Jason Morrison

Make stuff.

Papernaut: Exploring Online Discussion of Academic Papers

If you regularly read scholarly papers, you likely use a reference manager to maintain your personal library. Papernaut connects to your library to find online coverage and discussion of your papers in blogs, forums, and mainstream media. My hope is that these discussions can provide broader perspective on research and, in some cases, be the spark that starts a new collaboration.

Here’s a very quick video demo. We start with a Zotero library that includes a paper from Science on the effect of pesticides on honey bees. We then connect to Papernaut, and find several discussions and articles, including one in The Guardian:

I’ve been working on Papernaut in my spare time for a few months, and I’m happy to say that it’s now open source. The project comes in two parts, and the source is on GitHub:

If you are interested in how the application is put together, the rest of this article is a technical overview of the moving parts and how they interact.

Overview: A simple example

Let’s walk through a simplified example. Say I have only one paper in my reference manager — that paper from earlier, about the effect of pesticides on honey bees:

Henry, M., Beguin, M., Requier, F., Rollin, O., Odoux, J., Aupinel, P., Aptel, J., Tchamitchian, S., & Decourtye, A. (2012). A Common Pesticide Decreases Foraging Success and Survival in Honey Bees. Science, 336 (6079), 348-350 DOI:10.1126/science.1215039

Let’s also say that the engine is crawling content from only one source feed, ResearchBlogging.org. Among many other content items, that source feed contains a relevant entry, whose content page is on The Guardian.

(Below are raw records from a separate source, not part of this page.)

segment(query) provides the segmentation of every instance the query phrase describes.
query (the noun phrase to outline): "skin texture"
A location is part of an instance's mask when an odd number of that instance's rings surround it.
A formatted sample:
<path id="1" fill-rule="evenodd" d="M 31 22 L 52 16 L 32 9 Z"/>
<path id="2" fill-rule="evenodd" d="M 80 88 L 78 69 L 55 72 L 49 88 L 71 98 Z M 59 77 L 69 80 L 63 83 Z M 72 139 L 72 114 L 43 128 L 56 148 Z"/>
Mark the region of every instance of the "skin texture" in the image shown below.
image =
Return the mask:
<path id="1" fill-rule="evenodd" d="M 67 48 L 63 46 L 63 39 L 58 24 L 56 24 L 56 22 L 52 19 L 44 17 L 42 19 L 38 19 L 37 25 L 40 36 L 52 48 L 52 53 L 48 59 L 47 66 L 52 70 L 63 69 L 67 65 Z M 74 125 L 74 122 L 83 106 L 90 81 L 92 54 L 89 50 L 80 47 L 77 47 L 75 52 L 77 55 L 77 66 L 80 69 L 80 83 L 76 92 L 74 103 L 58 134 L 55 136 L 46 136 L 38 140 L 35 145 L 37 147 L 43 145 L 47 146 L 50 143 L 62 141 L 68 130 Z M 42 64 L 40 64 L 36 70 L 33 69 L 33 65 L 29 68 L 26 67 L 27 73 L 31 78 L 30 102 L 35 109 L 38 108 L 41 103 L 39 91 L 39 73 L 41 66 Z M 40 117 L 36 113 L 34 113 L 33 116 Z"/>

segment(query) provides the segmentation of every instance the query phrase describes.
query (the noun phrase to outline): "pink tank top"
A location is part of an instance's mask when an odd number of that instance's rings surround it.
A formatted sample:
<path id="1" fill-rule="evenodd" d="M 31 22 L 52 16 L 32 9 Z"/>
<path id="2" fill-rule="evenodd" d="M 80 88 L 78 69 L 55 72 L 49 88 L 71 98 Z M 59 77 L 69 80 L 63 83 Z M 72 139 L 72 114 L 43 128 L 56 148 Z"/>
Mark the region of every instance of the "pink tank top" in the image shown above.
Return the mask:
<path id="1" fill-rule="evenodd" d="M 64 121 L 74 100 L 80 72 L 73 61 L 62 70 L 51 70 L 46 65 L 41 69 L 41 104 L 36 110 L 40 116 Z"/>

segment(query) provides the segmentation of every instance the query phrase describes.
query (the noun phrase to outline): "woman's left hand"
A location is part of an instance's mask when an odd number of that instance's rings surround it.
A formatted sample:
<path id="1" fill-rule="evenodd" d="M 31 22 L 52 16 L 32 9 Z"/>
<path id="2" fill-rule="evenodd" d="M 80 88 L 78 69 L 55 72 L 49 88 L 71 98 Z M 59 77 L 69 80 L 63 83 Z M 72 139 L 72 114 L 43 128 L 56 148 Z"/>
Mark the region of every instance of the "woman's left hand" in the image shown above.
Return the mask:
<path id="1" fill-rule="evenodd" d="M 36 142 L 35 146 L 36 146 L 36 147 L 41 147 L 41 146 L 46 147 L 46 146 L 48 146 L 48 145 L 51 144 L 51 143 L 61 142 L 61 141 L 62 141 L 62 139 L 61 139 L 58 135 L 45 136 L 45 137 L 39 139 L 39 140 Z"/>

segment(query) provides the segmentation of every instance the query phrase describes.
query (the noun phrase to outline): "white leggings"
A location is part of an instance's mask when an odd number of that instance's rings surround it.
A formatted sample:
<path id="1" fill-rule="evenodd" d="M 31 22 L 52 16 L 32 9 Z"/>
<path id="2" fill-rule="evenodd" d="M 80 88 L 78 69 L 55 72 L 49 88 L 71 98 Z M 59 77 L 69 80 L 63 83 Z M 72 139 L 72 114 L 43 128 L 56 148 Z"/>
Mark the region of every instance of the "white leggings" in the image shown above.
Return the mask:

We’ll look at how the engine crawls and indexes this source feed. Then, we’ll see how the frontend pulls the paper from my reference manager and asks the engine for relevant discussions.

Papernaut-engine: Loading content and identifying papers

The goal of the engine is to produce a collection of Discussion records, each of which links to several Identifier records, representing journal papers that are referenced from the Discussion. In our example, the Discussion is the article in The Guardian, and the relevant Identifier is DOI:10.1126/science.1215039. There are also intermediate objects, Page and Link which connect Discussions to Identifiers.

The engine consists of two main parts: loaders (which are Ruby classes), and the query API (a Rails app). For loading, it also depends on an external running instance of the Zotero translation-server.

Loading content by crawling feeds

The loaders load discussion candidates from feeds and archives, extract outbound links, and store these in the database.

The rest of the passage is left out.